Clothe Yourself With Christ

I often wonder what Jesus’ intimate prayer life was like – when He went off on His own to commune with God the Father, what was that experience? What words did He use, if any at all? What responses did He hear, if anything? In Luke’s Gospel, we find Jesus at prayer like this often, although he never describes what is going on there. We only get the aftermath.

Today’s gospel opens in just such a scene. Amid His prayer, Jesus stops, turns to His disciples, and asks them a question about who people say He is. Then, He wonders what they themselves think. And finally, He speaks of His own impending Passion. Why? Was there something in that prayer that prompted this? Well, as I pray about this scene, I am imagining what that prayerful conversation was like.

Amid the quiet peace of that hillside garden, Jesus hears the voice of the Father – as He has spoken before – remind Him again of His love for Him: “You are my most-beloved Son, in whom I am well-pleased!” Have you ever really entered this deeply into prayer before? Do you know that God loves you like this too? The Father speaks further: “I have plans for You – a mission – plans for the good of all, for the salvation of the world and the redemption of My people Israel.” God is in charge of all our lives. “The road that You will walk will not be easy; it will bring suffering; it will bring death; but it will also bring glory. And this is the road that I lay out before you. Will you walk it, My Son?”

See Jesus consider the Father’s words. Yes, He is God’s Son; but He is also fully human. How difficult it must have been to hear that. However, He is obedient: “Of course I will walk it, Father. But these others – my disciples – will they understand? How could they? How can I know if they are ready?”

At this, Jesus rises and turns to His friends. “Who do the crowds say that I am?” Perhaps, as all the people talk about Jesus, His disciples have been listening to them. Of course, Jesus knows the correct answer to this question; and He continues: “Who do you say that I am?”

Christ is not asking for His own benefit. As I said, He know who He is. However, even knowing that He is “the Christ of God,” He also knows what lay ahead for Him: rejection, suffering, and death. How can these two things exist together – being beloved of the Father and being the rejected Messiah? This is the heart of the Christian question of suffering.

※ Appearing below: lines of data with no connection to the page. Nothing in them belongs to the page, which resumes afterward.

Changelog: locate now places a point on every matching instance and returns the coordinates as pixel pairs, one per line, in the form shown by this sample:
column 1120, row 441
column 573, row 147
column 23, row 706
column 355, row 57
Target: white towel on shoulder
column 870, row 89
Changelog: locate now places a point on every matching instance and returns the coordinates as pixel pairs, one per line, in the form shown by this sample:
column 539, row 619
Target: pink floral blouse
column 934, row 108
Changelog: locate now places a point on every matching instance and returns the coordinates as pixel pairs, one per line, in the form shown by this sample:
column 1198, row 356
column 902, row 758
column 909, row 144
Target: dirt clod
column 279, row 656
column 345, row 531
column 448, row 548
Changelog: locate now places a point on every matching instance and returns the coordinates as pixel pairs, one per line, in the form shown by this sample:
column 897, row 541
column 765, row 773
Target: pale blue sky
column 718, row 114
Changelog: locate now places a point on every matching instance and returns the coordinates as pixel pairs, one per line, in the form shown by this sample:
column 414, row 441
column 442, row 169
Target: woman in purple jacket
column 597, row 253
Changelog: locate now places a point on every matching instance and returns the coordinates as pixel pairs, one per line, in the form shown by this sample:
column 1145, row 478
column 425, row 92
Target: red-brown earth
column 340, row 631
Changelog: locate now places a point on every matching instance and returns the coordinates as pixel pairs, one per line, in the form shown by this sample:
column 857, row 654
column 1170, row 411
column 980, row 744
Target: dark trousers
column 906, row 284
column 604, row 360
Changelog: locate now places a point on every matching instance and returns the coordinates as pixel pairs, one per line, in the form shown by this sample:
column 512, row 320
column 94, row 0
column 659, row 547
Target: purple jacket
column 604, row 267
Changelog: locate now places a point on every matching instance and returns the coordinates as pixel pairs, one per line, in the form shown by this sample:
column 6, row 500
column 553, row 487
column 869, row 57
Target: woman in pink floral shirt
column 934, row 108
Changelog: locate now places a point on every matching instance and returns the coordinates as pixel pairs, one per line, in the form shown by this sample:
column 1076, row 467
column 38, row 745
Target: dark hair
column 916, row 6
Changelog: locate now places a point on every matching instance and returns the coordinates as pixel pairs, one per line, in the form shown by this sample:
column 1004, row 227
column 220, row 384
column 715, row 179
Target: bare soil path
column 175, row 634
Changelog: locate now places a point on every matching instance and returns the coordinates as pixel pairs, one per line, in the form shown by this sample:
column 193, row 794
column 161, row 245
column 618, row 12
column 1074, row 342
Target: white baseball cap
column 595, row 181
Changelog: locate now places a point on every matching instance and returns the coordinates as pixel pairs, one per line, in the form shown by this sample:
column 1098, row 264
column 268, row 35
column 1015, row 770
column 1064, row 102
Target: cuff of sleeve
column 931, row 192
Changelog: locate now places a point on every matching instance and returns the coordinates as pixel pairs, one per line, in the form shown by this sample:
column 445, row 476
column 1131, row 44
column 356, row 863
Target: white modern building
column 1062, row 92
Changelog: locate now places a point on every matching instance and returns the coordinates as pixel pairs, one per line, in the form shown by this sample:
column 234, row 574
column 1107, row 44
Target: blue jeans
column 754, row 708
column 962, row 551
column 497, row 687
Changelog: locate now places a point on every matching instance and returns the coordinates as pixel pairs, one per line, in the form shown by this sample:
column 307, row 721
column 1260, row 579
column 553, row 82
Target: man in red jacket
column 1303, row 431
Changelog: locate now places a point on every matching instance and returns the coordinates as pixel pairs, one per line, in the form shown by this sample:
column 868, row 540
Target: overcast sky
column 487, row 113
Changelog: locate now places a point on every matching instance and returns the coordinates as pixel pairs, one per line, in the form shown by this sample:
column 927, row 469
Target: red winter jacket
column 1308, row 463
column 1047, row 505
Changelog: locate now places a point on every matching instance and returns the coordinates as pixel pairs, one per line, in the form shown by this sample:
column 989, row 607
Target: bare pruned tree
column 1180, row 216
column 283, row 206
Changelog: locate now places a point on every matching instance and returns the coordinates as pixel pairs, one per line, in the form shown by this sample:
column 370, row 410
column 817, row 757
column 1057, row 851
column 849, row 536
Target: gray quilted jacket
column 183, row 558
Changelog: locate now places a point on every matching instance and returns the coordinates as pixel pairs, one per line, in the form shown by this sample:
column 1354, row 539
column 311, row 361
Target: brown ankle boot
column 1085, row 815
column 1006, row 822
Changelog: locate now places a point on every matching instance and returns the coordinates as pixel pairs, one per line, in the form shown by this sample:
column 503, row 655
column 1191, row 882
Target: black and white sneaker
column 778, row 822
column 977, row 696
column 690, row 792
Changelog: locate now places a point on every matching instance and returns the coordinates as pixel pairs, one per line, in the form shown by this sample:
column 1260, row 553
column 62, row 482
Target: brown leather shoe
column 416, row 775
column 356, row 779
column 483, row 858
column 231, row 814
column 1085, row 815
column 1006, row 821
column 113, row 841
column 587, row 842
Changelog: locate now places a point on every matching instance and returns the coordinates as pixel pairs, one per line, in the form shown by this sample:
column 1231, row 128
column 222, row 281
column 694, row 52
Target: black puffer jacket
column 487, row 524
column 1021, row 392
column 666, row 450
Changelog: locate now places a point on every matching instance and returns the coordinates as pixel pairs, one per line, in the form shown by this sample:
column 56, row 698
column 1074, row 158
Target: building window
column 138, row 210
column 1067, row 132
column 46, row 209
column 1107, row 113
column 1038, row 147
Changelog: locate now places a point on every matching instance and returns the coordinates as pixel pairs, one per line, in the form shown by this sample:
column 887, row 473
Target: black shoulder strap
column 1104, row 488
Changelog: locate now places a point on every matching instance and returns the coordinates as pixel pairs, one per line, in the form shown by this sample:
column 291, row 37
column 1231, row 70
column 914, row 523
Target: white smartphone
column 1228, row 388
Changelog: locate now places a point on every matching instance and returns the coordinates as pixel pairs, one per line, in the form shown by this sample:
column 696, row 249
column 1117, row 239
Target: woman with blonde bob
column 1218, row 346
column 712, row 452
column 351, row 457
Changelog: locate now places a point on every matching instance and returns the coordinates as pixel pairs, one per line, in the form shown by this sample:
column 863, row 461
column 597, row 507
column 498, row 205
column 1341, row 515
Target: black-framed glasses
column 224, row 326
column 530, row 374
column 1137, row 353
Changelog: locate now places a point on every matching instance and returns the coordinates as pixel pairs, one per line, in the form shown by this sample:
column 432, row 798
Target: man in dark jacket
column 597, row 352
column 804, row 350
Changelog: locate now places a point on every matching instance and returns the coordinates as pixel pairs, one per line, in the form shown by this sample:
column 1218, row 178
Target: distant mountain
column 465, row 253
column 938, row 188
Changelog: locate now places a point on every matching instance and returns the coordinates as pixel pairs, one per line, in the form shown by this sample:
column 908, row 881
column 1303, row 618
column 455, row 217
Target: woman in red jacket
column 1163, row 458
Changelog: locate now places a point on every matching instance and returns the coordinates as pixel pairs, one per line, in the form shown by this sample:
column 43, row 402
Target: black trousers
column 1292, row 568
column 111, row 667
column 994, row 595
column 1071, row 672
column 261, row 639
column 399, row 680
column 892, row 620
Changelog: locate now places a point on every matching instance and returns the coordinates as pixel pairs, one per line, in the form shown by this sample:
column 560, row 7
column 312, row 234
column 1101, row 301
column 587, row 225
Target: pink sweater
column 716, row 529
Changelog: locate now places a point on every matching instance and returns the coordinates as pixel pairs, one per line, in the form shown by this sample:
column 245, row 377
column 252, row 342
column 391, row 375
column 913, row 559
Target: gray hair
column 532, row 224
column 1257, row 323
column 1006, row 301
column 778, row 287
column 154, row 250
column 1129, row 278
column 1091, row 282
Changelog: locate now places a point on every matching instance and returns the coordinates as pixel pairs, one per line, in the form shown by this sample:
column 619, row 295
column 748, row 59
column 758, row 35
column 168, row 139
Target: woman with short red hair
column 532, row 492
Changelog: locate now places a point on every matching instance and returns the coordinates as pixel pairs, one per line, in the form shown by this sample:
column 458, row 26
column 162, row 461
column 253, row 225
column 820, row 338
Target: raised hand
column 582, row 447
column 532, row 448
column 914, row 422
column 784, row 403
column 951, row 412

Friends, we are also God’s beloved sons and daughters. We are infinitely cared for and loved by the Father of all. He is well-pleased with us, because as He looks upon you, He sees someone joined with His Son Jesus - clothed with Christ.

And yet we suffer.

Last Sunday, in the early hours of the morning, the Pulse nightclub in Orlando was filled with beloved children of God.

And yet dozens died.

The little boy in Disney World with his family on Tuesday evening was beloved of God.

And now his family mourns his senseless death.

None of these stories of suffering make any sense. None at all.

… without the realization that Jesus is the Christ of God, and that His life, death, and resurrection have transformed the world as we know it.

We all have mourned in our lives: for lost loved ones, for lost innocence, for lost security. The world, sadly, is filled with occasions to mourn – and even to despair. However, because of Jesus – and our relationship with Him – those moments can even be moments of grace, so long as they are filled with the knowledge of who, exactly, Jesus is.

If He is the Messiah – the Christ of God – then we are saved. If He is who Peter confesses Him to be today, then every moment of our lives – even the painful ones – has meaning and value. Each one of us – rich or poor, young or old, gay or straight, native or refugee, black, white, male, female – whatever – has infinite value and worth as a beloved child of God because Jesus has made us so.

But this truth also requires something of us. We cannot run from suffering. We’d like to; but we can’t. Jesus didn’t, and He teaches us, if we wish to go where He goes, to deny himself and take up his cross daily and follow me. For whoever wishes to save his life will lose it, but whoever loses his life for my sake will save it.” Sometimes, these daily crosses are simple, like bearing a disagreeable coworker; sometimes, they are near impossible, like the death of a child. However, we never bear those crosses alone; because we have recognized the One who gives them value and bears them with us: Jesus, the Christ of God.

Knowing Jesus allows us, then, to know ourselves. So we too must enter into that prayer life like Jesus. Talk to God; listen to Him. Hear Him once again tell you how much He loves you – no matter what.